Und so beginnt es...

Ab sofort darf das deutsche Militär auch im Inland eingesetzt werden. Natürlich nur mit starken Einschränkungen, um sogleich alle Kritiker zu beschwichtigen. In  »Ausnahmesituationen katastrophischen Ausmaßes« oder bei »Terrorgefahr« darf die Bundeswehr im Inland eingreifen. Die schwammigen Formulierungen öffnen somit Tür und Tor. Somit haben wir endlich unser modernes Notstandsgesetz. Die Machthabenden fürchten wohl starke Aufstände in Deutschland und bereiten sich vor. Zurecht, denn wenn die Bürger merken, dass sie nun die Milliarden für die Banken zahlen dürfen, werden sie endgültig die Schnauze voll haben. Entlassungen, Inflation, Kürzungen, Steuererhöhungen usw. stehen dann ins Haus. Dann ist es vorbei mit der typisch deutschen, gemütlich‐biederen Weltvergessenheit.

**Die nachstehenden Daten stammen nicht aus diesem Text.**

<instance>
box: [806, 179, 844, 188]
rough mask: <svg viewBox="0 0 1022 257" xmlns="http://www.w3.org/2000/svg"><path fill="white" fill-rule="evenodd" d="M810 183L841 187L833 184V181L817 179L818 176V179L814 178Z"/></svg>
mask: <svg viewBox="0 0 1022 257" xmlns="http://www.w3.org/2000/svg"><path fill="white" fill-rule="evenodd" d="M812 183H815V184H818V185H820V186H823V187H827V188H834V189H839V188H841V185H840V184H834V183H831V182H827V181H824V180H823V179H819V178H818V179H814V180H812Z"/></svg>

7 Gedanken zu “Und so beginnt es...

  1. Das stimmt doch mit der Erlaubnis der EU‐Verträge überein, daß bei Aufständen gezielt Menschen getötet werden dürfen — die Todesstrafe durch die Hintertür ohne Gerichtsverfahren!
    Die Mächtigen dieser Welt bekommen Angst vor den Geistern, die sie riefen. Anstatt für eine Welt zu sorgen, wo Terrorakte und Aufstände durch die Lebensumständen überflüssig werden, spalten sie lieber die Gesellschaft und bekämpfen die Folgen mit Gewalt.

  2. Update aufgrund des Lissabonvertrages. Seit dem dürfen unsere Aufstände mit militärischer Gewalt nieder geschlagen werden. Ein Schritt zurück in vielerlei Hinsicht. Bedingungen werden geschaffen, so zu intervenieren, mit Bedingungen wird gerechnet, dass nieder zu schlagende Aufstände entstehen. Die Hornochsen des Verfassungskonvents samt der Brüsseler Technokratie agieren im Tunnelblick und gründen innerhalb eines Friedensprojektes eine NEUE Gewaltoption ein.
    Es ist problematisch und bisher kaum ein klarer Fall zu finden. Der Gewaltpegel von Ordnungswiederherstllungsaktionen ist aber jedenfalls potenziert worden. Interpretationsspielräume variieren, heute ist es kein Anlasse, morgen die Niederschlagung von Rebellen. Im Wirrwarr der bunten Revolutionen hängt es vom tagespolitischen Stand der Machtverhältnisse ab, ob nieder geschlagen wird oder nicht. Die Option aber dazu, wurde vordem eingeführt. Der Pfad wurde eröffnet. Das war der Irrsinn.

  3. Erst der Gauck mit seinem verbalen Angriff auf die Glücksüchtigen die sich der Logik des Töten und Brandschatzen entziehen wollen.

    Dann der De Maizier der Drohne und alle anderen Menschenvernichtungsmaschinen als moralisch neutral einstuft und keinen Ort der Erde weis wo man die Mörder (=Soldaten) nicht zum Wohle der Republik einsetzen könnte.

    Und nun das Verfassungsgericht...

    Bundespräsident, Bundesregierung und Bundesverfassungsgericht synchron in gleicher Schlagrichtung.... oje oje, wenn da nicht mal was auf uns zu kommt.

  4. Es ist ja nicht so, dass es bisher im Falle von Katastrophen unmöglich war, die Bundeswehr im Innern einzusetzen. Man denke an die Oderflut 1997 oder die Sturmflut 1962. Auch dass solche Einsätze grundsätzlich ohne Waffen stattfinden mussten, stimmt nicht. Schon lange hält die Luftwaffe Alarmrotten bereit, die im Notfall auch berechtigt sind, zum Beispiel eine entführte Passagiermaschine vom Himmel zu schießen.
    Man darf also tatsächlich gepannt sein, wann die erste Demo vom Innenministerium als »Ausnahmesituation katastrophischen Ausmaßes« eingestuft wird.
    Nur zeigt die Erfahrung, dass es sehr wohl auch nach hinten losgehen kann, dem Militär zu befehlen, auf die eigenen Landsleute zu schießen.